Fort Worth – where the West begins

Fort Worth – where the West begins

Fort Wort became famous during the great open-range cattle drives of the 19th century, when more than 10 million Texas Longhorn cattle trampled through the city on the Chisholm Trail. With horns up to 2m long, the breed descended from cattle brought over by Christopher Columbus and have a high drought-stress tolerance.

The Stockyards in Fort Worth are where the action is today. Cowboys walk around in boots and almost everyone wears ‘stetsons’. There’s a Cowboy Hall of Fame Museum, original cattle pens where you get to see some of the Texan Longhorns and the rodeo in the evening.

At this we saw some wonderful cowboy skills: calf roping, barrel racing and bronco bull riding which was seriously dangerous for the cowboys. None stayed on for the full 8 seconds and several were seen limping off with what looked like broken limbs. We wondered why they do it, then learnt the top earner gets $2m income pa.

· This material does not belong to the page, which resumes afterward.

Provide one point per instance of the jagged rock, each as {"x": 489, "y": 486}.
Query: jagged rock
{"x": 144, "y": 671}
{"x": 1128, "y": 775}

Hilary rode a Texas Longhorn Bull – which looks a bit like a Milton Keynes (a town in England) concrete cow in this photo, but honestly it was alive and very sweet natured.
The evening rodeo was staged in the historic Coliseum. It was a fun, family oriented event – mix of rodeo skills and children chasing animals around the arena. And an emotional parade of the Stars and Stripes.